To prevent risk of life-threatening stent thrombosis, all patients need to undergo dual antiplatelet therapy (DAPT) for at least 6 weeks to 12 months after stent implantation. If DAPT is continued during noncardiac surgery, there is a risk of severe bleeding at the surgical site. Our study was to assess the risk of bleeding in patients with continued DAPT during orthopedic surgery.

Methods:

The clinical data of 78 patients with coronary heart disease who underwent orthopedic surgery from February 2006 to July 2018 were retrospectively analyzed. Prior to orthopedic surgery, DAPT was continued in 16 patients (group I), 24 patients were treated with single antiplatelet therapy (group II), and 26 patients received low-molecular-weight heparin therapy for more than 5 days after the discontinuation of all antiplatelet therapies (group III). Twelve patients were excluded, as they had undergone minimally invasive surgery such as transforaminal endoscopy and vertebroplasty. The perioperative blood loss of each patient was calculated using Nadler’s formula and Gross’ formula. The intraoperative bleeding volume, total volume of intraoperative bleeding in addition to postoperative drainage, and total blood loss were compared between groups.
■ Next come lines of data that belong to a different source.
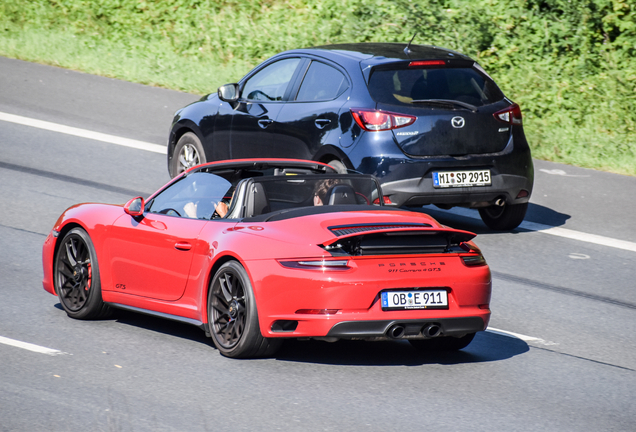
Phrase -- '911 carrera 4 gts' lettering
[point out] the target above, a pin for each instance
(429, 269)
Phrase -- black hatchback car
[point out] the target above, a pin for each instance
(428, 122)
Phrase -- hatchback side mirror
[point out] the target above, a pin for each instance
(135, 207)
(229, 92)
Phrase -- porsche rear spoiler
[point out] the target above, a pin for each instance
(394, 239)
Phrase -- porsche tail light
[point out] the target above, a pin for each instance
(475, 260)
(317, 265)
(511, 115)
(318, 311)
(375, 120)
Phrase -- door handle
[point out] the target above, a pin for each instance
(321, 123)
(263, 123)
(182, 246)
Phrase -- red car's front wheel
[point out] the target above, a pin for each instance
(77, 277)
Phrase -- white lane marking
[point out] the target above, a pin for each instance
(561, 172)
(83, 133)
(520, 336)
(559, 232)
(30, 347)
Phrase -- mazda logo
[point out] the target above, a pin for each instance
(458, 122)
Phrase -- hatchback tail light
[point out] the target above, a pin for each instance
(511, 115)
(374, 120)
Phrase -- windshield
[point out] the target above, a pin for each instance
(415, 86)
(287, 192)
(195, 196)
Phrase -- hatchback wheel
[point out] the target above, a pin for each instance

The level of significance was set at P < 0.05.

Results:

There were no significant differences between the three groups in age, intraoperative bleeding volume, total volume of intraoperative bleeding in addition to postoperative drainage, and total perioperative blood loss calculated by Nadler’s formula and Gross’ formula (all P > 0.05). Six patients experienced postoperative cardiovascular complications due to the delayed restart of antiplatelet therapy; one of these patients in group III died from myocardial infarction.

Conclusions:

Continued DAPT or single antiplatelet treatment during orthopedic surgery does not increase the total intraoperative and perioperative bleeding compared with switching from antiplatelet therapy to low-molecular-weight heparin. However, the discontinuation of antiplatelet therapy increases the risk of serious cardiac complications.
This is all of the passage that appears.